BLAST (http://blast.ncbi.nlm.nih.gov/Blast.cgi) was used to identify a few DEGs that only had an Ensembl annotation. Cover and identification of 60% and 80%, respectively, were set as the thresholds for the validation of the blast.

Reverse transcription quantitative polymerase chain reaction (RT-qPCR)

Nine genes involved in metabolic process were assessed by RT-qPCR on blood samples from 24 ewes which followed the same experimental design than the 24 ewes in the discovery step using the RNA-seq technique.

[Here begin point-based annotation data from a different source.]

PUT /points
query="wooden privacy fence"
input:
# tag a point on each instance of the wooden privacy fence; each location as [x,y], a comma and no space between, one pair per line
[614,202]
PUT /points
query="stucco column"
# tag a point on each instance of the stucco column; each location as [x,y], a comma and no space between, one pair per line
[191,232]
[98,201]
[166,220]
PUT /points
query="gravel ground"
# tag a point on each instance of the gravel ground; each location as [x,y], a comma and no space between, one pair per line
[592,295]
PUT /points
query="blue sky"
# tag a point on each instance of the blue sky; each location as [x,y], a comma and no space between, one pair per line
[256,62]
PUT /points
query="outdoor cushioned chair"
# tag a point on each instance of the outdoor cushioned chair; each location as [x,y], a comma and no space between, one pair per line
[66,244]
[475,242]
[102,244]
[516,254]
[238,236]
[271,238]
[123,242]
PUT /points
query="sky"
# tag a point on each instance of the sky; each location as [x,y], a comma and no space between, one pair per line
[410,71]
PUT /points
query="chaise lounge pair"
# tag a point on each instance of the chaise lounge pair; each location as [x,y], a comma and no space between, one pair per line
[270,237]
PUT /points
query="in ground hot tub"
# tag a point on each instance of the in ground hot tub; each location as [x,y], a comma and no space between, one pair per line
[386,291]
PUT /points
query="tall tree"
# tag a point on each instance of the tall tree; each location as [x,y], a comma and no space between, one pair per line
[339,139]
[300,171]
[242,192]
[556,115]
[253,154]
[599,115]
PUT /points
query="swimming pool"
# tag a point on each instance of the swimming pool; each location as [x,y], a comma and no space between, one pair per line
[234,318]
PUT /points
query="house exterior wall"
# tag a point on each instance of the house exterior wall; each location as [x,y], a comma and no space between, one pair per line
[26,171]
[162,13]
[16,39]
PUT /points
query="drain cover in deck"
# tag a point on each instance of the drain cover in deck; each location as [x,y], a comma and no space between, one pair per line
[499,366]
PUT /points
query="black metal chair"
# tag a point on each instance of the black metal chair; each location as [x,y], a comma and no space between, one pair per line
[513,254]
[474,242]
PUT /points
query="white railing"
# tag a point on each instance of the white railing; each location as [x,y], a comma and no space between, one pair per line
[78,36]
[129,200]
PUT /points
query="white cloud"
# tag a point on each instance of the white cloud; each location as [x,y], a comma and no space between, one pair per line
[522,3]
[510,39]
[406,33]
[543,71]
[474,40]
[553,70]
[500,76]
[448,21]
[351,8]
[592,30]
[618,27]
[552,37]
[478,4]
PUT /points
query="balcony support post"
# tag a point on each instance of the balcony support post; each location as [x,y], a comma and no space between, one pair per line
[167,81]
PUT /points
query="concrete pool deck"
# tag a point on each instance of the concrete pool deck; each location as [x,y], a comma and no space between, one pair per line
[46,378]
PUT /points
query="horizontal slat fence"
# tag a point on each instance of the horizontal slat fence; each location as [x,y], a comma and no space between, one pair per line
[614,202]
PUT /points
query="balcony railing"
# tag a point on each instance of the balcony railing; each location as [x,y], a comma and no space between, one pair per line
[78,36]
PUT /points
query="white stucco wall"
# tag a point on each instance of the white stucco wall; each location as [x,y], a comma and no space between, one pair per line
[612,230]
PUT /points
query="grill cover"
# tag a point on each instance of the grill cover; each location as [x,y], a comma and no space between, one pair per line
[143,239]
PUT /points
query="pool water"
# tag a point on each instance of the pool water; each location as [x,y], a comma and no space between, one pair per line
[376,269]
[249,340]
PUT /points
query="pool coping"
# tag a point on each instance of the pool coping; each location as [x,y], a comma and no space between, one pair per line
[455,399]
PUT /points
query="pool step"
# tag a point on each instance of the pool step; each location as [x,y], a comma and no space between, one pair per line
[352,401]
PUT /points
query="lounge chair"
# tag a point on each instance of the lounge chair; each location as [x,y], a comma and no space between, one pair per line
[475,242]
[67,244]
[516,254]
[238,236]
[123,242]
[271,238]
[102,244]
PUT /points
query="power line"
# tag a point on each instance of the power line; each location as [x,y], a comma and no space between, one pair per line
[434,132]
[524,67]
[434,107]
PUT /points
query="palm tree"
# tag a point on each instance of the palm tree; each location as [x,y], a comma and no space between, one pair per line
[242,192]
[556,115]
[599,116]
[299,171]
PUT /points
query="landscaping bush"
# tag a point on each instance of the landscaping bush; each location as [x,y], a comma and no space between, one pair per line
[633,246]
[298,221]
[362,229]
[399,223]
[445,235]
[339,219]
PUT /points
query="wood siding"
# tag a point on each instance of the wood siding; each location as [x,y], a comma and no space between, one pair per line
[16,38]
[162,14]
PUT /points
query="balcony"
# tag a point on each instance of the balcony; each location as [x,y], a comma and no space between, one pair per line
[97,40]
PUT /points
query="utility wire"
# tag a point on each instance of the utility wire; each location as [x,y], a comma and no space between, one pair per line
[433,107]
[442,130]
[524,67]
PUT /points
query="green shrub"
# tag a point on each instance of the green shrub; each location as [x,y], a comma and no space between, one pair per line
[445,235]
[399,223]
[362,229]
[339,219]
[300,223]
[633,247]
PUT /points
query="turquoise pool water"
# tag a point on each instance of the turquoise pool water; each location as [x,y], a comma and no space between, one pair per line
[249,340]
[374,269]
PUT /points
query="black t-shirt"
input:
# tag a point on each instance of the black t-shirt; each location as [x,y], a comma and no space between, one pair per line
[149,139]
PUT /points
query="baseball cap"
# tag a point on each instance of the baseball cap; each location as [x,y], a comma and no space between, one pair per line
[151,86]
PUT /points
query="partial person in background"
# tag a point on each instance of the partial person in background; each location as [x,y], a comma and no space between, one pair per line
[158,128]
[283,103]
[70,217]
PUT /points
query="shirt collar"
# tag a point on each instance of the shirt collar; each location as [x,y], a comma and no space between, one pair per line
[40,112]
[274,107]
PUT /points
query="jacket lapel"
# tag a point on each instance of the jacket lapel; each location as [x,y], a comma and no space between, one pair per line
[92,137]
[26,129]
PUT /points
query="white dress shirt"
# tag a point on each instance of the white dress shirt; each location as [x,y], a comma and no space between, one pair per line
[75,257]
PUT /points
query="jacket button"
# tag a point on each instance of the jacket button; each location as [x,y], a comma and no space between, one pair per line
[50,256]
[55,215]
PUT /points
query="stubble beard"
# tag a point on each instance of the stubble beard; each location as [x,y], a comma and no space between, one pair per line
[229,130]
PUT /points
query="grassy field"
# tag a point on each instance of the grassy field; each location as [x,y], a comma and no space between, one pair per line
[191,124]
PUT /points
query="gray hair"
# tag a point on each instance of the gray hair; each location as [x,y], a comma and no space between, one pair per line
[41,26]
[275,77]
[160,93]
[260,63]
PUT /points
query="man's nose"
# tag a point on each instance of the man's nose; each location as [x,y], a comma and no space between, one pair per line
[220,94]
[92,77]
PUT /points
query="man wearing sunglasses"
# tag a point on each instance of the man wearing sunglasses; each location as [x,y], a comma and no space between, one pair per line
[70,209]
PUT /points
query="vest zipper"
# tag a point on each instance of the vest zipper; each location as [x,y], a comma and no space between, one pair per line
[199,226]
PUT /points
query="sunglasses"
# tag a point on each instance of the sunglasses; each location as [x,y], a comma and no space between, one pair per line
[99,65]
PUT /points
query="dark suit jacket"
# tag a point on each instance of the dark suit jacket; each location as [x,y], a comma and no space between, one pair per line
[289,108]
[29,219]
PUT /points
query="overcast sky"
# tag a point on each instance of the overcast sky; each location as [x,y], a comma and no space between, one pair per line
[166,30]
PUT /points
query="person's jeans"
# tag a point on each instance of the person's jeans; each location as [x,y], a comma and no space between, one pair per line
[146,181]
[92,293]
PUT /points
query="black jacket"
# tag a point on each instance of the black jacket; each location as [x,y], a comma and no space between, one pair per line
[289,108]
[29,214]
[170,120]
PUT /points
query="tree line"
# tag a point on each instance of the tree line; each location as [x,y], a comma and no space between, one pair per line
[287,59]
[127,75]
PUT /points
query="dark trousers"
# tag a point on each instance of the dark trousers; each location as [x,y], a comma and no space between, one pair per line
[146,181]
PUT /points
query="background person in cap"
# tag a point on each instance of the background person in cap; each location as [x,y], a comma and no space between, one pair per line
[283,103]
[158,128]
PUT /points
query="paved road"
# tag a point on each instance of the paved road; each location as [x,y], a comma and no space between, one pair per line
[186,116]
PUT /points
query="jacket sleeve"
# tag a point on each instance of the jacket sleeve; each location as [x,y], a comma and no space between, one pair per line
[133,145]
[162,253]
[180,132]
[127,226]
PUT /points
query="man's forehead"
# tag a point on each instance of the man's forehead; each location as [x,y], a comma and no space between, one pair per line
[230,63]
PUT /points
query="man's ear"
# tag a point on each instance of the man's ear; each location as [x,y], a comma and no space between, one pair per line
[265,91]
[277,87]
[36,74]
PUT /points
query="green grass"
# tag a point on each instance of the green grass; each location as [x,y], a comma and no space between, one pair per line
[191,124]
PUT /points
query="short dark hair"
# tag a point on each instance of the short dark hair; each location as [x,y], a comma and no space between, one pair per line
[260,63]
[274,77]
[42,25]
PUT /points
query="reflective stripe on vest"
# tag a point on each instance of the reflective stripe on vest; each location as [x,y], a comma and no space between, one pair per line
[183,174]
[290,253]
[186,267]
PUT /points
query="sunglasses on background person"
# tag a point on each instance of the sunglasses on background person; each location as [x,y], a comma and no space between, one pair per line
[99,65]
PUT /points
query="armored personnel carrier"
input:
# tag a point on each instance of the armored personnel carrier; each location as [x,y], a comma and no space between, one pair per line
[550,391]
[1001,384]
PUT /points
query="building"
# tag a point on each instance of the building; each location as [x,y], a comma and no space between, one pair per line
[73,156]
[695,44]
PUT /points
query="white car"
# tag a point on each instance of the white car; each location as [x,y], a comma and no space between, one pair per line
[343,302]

After RNA extraction, cDNA was generated using the Superscript III First Strand Synthesis System Kit (Invitrogen) following the manufacturer’s instructions. Primer pairs were designed using Primer3plus31 (Subdata 5) and their specificity was checked with BLAST. Primers were synthesized commercially by Eurogentec. qPCR reactions were performed using Biomark (Fuidigm) at the GenoToul genomic platform (Castanet-Tolosan, France). All assays were carried out in duplicate and Ct values were averaged for technical replicates. The stability of 5 housekeeping genes was evaluated in the 96 samples using GeNorm software. The three most stable genes (YWHAZ, SDH and GAPDH) were retained for normalization. Fold changes were calculated by the delta- delta Ct method32. Statistical analysis was performed as detailed in the statistical analysis of phenotype section.